The chicks grew into teenager chickens and and were escorted out of the garage into the wild blue yonder of our backyard. They were thrilled – or at least I think they were. It’s hard to tell with chickens.
The kids would go outside to play with them and to give them treats like mealworms. It was idyllic. We paid a lot of attention to those chickens.
My daughter started to get annoyed with a few of the birds. They’d chase the other chickens, jump on top of them and in her words be aggressive & bothersome. In fact, she changed their names from Marshmallow & Snowflake to Aggressive White and Bothersome White.
And the noise they made! Sheesh! I’d knew that roosters would crow, but we were pretty sure these were all hens. They all looked like hens. In our yard you could hear a chicken crow at all hours of the day. I figured it was just one of those things that was different in real life than the way it was in the books. All chickens crowed, and they crowed all the time.
At the time, my daughter was reading a Nancy Drew book she’d brought home from the library. I think she’d picked it because it was about chickens, too. Nancy Drew and her baby chicks. I thumbed through it one day and noticed that they even had the same kinds of chicks that we bought – Sex Link. Such a weird name. Until I read the next paragraph – Sex Link chickens are engineered to be colored by their sex. !! Brown ones are hens and white ones are roosters.
Ohmyword, we did have roosters. No wonder! Why in the WORLD did Willco not tell us this?? Why did it take Nancy Drew to fill us in on our chickens?? They looked the same as the others – no rooster face, no rooster tail feathers. Apparently they get those a little later in life.
Now that we knew, everything made so much sense. Their behavior, why they acted like the bosses of the yard, why they appeared to be aggressive and bothersome to the chickens…it all became clear. These were roosters and roosters behave differently than chickens. They’re supposed to. They’re roosters. If a chicken acted like a rooster, it’d be weird. Weird enough that they’d get their name changed. But when a rooster does it, it’s expected. It’s understood. And if for some reason the rooster started acting like a chicken, we’d think that was weird.

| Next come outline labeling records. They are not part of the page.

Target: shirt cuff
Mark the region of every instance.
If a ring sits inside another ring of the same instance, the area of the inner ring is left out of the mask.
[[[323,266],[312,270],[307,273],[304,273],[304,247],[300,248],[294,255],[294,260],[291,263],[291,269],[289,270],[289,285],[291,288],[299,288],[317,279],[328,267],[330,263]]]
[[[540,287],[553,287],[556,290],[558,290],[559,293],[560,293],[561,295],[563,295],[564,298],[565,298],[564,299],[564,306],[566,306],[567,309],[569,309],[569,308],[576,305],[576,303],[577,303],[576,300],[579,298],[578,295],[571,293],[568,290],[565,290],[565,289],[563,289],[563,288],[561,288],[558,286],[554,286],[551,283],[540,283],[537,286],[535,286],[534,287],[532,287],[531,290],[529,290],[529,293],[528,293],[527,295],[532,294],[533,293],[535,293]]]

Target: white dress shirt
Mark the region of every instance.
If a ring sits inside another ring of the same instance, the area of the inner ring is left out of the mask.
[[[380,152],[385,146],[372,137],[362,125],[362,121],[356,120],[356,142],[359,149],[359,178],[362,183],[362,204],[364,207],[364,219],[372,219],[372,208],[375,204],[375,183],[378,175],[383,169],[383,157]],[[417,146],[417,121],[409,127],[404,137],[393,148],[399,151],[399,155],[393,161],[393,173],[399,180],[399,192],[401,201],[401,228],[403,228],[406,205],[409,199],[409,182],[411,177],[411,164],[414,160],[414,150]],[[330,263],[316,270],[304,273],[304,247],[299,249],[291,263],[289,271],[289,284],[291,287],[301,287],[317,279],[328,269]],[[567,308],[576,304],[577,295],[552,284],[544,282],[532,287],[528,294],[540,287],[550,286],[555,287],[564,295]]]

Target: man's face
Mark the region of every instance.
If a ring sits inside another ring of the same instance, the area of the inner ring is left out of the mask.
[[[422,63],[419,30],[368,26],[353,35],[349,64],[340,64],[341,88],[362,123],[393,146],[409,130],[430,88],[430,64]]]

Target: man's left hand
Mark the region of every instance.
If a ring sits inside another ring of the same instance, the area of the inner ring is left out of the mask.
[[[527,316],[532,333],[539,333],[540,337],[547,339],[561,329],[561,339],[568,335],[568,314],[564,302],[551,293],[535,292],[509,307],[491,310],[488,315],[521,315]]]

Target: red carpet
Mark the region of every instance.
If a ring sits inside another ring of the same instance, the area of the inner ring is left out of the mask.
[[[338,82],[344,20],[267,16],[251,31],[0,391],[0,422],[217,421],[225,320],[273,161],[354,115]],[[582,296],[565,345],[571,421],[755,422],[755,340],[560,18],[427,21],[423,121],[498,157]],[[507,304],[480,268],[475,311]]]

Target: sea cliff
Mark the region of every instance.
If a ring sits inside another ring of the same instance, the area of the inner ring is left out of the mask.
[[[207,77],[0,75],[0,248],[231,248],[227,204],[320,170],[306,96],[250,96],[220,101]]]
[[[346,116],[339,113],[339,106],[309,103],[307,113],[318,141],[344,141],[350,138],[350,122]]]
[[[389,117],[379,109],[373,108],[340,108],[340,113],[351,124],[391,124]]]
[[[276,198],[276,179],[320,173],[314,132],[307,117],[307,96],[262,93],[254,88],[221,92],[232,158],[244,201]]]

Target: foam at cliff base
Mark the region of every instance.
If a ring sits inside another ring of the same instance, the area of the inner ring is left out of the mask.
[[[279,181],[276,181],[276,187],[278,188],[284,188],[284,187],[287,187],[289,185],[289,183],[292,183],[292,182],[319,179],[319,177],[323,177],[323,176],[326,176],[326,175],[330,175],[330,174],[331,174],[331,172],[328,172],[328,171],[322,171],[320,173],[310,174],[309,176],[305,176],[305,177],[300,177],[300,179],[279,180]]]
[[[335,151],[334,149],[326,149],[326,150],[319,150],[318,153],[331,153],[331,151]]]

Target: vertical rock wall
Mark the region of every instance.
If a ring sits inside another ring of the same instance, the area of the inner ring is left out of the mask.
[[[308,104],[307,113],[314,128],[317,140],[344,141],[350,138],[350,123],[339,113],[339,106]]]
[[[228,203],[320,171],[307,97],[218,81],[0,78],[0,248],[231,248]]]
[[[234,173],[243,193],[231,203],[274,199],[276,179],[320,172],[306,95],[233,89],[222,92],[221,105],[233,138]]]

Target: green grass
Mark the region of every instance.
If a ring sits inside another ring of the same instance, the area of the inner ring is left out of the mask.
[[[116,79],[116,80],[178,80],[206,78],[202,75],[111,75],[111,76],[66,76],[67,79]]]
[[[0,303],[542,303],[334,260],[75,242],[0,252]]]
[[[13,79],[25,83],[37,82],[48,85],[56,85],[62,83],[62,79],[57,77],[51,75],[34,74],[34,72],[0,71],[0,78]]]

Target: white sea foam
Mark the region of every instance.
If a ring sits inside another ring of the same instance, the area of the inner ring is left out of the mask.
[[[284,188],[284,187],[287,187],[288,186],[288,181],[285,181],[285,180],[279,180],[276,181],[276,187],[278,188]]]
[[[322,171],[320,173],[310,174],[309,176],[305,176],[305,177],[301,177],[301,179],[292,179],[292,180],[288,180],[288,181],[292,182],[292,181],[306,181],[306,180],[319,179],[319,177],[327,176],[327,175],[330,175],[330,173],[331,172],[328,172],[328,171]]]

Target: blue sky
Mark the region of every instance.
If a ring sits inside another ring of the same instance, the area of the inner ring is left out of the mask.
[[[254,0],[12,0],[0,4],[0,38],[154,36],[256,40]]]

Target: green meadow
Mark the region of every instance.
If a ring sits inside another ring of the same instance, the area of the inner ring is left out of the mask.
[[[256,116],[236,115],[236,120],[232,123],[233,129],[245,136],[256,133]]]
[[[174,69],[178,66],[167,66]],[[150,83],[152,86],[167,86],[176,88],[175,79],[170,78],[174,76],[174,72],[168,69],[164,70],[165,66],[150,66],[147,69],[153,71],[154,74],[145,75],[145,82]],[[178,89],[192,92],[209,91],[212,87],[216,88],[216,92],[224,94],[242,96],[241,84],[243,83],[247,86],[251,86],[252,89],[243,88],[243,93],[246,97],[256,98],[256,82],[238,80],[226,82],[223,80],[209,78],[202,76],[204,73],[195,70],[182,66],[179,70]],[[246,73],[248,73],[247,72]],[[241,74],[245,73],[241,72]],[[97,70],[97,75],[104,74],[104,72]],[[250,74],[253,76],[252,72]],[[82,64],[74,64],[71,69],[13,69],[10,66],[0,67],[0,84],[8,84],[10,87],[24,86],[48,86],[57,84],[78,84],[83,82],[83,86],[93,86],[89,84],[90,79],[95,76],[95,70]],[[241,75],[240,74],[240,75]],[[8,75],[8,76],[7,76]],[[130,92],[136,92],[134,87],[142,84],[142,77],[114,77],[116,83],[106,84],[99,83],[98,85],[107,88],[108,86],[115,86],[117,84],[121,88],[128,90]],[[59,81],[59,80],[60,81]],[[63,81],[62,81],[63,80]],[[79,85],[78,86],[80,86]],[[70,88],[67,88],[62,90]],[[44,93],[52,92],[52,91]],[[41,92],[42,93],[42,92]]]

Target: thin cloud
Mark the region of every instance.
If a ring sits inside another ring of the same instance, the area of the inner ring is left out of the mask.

I was telling this story to a friend recently and it occurred to me that some of this can apply to people too. Not in a male/female stereotype way (where it kinda feels like I’m going, right? Nope.) In a knowledge and understanding kind of way. A little knowledge can be magic. Especially, for me, when it’s social & personality knowledge.
Before I knew that I was an ambivert, or that I had strengths in activation & achievement I just felt like I was a little weird. Mostly I felt inconsistent, impatient and task oriented. These weren’t exactly qualities I was proud of. Now that I have a names for myself, now that I can recognize myself in these titles, I get that I behave differently in different roles, that I’m great at getting things started and that I get things done. These are things I like and value, and these are things I can work with. I don’t get annoyed with myself that I’m behaving differently than everyone else. I get why I’m doing what I’m doing and I get on with it.
Before I knew about habits – how strong they are, how important they are – I’d beat myself up for doing the same exact thing every afternoon, no matter how strongly I had told myself things would be different the night before. Now I can recognize the cues that get me started on the habit and now I can understand that it’s not just that I feel like I’m autopilot and not thinking about my decisions – I really truly am. Now that I know the habit, I can alter it. I can tweak it to make a new routine automatic. One that I actually want. I can work on changing my reaction to the cue, take it out of automatic mode and make adjustments that work for me.
Before I knew my husband has strengths in deliberation, I’d get so dang frustrated that he wouldn’t just answer me. I’d ask “How does this look?” And he’d look and look and you could see him thinking. That was enough for me, I just knew he was trying to think of a nice way to say it was hideous. Once I understood this was him being deliberative, I had the patience to wait for him to say what he was thinking instead of just assuming the worst. He honestly didn’t know how it looked yet. He was still thinking about it. He wasn’t trying to spare my feelings, he was deciding. Oh.
There’s so much power in understanding ourselves and why we do what we do. And equally so in understanding other people. I love it.